ALI-PBEC were detached from the Transwell by trypsinization using soft trypsin, consisting of 0.3 mg/ml trypsin 250 (BD Biosciences, San Jose, CA), 0.1 mg/ml EDTA, 1 mg/ml glucose (both BDH Chemicals, Poole, U.K.), 100 U/ml penicillin, and 100 μg/ml streptomycin in PBS (pH 7.45). Trypsinization was stopped using 1.1 mg/ml soy bean trypsin inhibitor (Sigma-Aldrich) in keratinocyte serum-free medium (Life Technologies). Cells were washed once in cold PBS and stained with live/dead stain aqua (Invitrogen). Then, cells were washed in PBS, permeabilized using 0.5% (v/v) saponin (Sigma-Aldrich) in PBS for 5 min on ice, and fixed with 3.9% (v/v) formaldehyde (Merck) in PBS for 15 min at room temperature. Next, primary Abs (mouse mAb against RNase 7 [Abcam, Cambridge, U.K.] and rabbit polyclonal Ab against KRT5 [Santa Cruz Biotechnology, Santa Cruz, CA]) were added, followed by secondary Ab treatment (goat anti-mouse Alexa Fluor 488 and goat-anti-rabbit Alexa Fluor 647 [both Invitrogen]), both diluted in 0.5% saponin supplemented with human FcR binding inhibitor (eBioscience, San Diego, CA). Both primary and secondary Abs were incubated for 30 min at room temperature. Cells were measured on a FACSCanto II (BD Biosciences), and analysis was performed using FlowJo (version 7.6.5) software (Tree Star, Ashland, OR). Gates were placed according to unstained and single stains with secondary Abs (Supplemental Fig. 1).
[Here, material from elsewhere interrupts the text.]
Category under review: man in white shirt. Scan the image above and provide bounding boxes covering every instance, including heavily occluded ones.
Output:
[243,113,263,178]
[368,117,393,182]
SDS-PAGE gel electrophoresis and Western blotting was performed as described previously (27). In short, PBEC were washed with ice-cold washing buffer consisting of 5 mM Tris (pH 6.4), 100 mM NaCl, 1 mM CaCl₂, and 1 mM MgCl₂, and cell lysates were prepared in lysis buffer consisting of 0.5% (v/v) Triton X-100, 0.1 M Tris-HCl (pH 7.4), 100 mM NaCl, 1 mM MgCl₂, 1 mM CaCl₂ 1 mM Na₃VO₄, and protease inhibitor mixture (Roche) and subsequently suspended in SDS-PAGE sample buffer consisting of 4% (w/v) SDS, 10% (v/v) 2-ME, 20% (v/v) glycerol, 0.5 M Tris (pH 6.8), and 0.003% (w/v) Bromophenol blue. SDS-gel electrophoresis was conducted using 10–12.5% glycine-based gels, and afterward, separated proteins were transferred to polyvinylidene difluoride membranes. Membranes were blocked with blocking buffer consisting of 5% (w/v) skim milk (Sigma-Aldrich) in PBS/0.05% (v/v) Tween 20 and incubated with primary Abs (rabbit polyclonal Ab ERK1/2, p-ERK1/2, p-EGFR, and mouse mAb β-actin [all Cell Signaling Technology, Leiden, the Netherlands], mouse mAb EGFR [BD Biosciences], and mouse mAb RNAse 7 [Abcam]) in 5% (w/v) BSA TBS/0.05% (v/v) Tween 20 overnight at 4°C. Afterward, membranes were incubated with secondary HRP-labeled Ab (Sigma-Aldrich) in blocking buffer for 1 h, and membranes were subsequently developed with ECL substrate (ThermoScientific, Rockford, IL). Results were analyzed by densitometry using Adobe Photoshop (Adobe Systems, San Jose, CA).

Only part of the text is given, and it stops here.